La Femme qui faillit être lynchée (The Woman they almost lynched) d'Allan Dwan - 1953
Un film de femmes entre elles, c'est assez rare dans le cinéma hollywoodien des 50's, encore plus dans le western, et c'est ce que réussit Allan Dwan, éternel artisan minutieux sans crânerie. Son film sera affaire de duels, et uniquement de duels : entre hommes, certes, mais aussi entre camps politiques (le contexte : la guerre de Sécession), entre hommes et femmes, et surtout entre deux femmes. C'est le principal intérêt de la chose : montrer comment les femmes, dans ces années-là, supplantent peu à peu le rôle des hommes dans l'imagerie classique du cinéma et de la société.
Ça commence dans une petite ville située exactement à la frontière entre Nord et Sud, et devant donc de ce fait adopter une neutralité totale ; la ville est dirigée avec poigne par une sorte de comité de femmes sans pitié, qui pendent le premier à s'écarter de cette neutralité.
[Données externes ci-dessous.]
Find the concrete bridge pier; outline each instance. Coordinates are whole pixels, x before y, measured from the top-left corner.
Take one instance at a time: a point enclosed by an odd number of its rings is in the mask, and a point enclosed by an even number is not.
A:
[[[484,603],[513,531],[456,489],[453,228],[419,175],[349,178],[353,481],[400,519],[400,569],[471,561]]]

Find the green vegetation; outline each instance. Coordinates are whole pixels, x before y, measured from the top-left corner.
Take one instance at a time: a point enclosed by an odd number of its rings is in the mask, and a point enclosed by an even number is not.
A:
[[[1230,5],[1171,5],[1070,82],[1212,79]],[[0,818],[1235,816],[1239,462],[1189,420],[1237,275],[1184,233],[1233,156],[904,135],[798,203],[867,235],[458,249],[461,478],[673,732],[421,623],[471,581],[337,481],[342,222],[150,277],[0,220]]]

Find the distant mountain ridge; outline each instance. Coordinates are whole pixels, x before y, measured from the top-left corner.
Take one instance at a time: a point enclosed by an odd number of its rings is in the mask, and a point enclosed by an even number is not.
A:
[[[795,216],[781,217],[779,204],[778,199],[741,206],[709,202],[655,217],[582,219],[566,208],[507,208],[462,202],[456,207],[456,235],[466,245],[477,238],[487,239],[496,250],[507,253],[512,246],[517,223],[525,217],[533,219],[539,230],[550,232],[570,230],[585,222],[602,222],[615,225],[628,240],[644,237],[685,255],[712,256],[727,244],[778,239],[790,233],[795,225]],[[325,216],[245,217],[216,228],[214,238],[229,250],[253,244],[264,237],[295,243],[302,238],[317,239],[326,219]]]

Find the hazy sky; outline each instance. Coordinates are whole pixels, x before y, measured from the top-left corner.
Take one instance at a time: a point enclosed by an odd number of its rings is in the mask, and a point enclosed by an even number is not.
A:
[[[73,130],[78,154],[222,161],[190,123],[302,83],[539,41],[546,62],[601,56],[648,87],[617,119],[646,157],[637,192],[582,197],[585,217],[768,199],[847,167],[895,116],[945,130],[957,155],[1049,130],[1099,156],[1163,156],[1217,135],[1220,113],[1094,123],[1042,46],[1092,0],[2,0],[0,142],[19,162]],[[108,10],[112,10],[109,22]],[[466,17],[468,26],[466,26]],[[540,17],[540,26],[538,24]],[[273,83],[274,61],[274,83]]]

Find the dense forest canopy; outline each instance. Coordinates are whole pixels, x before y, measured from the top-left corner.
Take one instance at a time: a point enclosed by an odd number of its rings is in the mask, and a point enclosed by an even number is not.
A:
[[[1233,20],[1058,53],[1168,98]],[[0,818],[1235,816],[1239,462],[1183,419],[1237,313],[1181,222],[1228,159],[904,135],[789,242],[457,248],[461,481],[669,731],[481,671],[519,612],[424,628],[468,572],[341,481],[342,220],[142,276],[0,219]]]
C'est déjà assez étrange de voir ces cow-boys crasseux obéir aux ordres de cette mairesse bourrue et autoritaire. Mais quand la petite Sally Maris débarque dans le coin, c'est définitivement le girl-power qui s'annonce. La belle va reprendre le saloon, un peu forcée mais sans scrupules, usant de tout son charme pour jouer de sa bande de teupu grand crin et des hommes bourrins qui lui mettent la main au panier. Elle va se heurter à la bande de voyous du patelin, et surtout à Kate Quantrill, aussi blonde qu'amère, qui devient son ennemie personnelle. Dès lors une haine sans merci s'instaure entre les deux belles, guidée tout autant par un passé sentimental mal réglé et par une jalousie tenace. Le tout devant les yeux ébahis des hommes qui en oublient presque de se mettre sur la gueule.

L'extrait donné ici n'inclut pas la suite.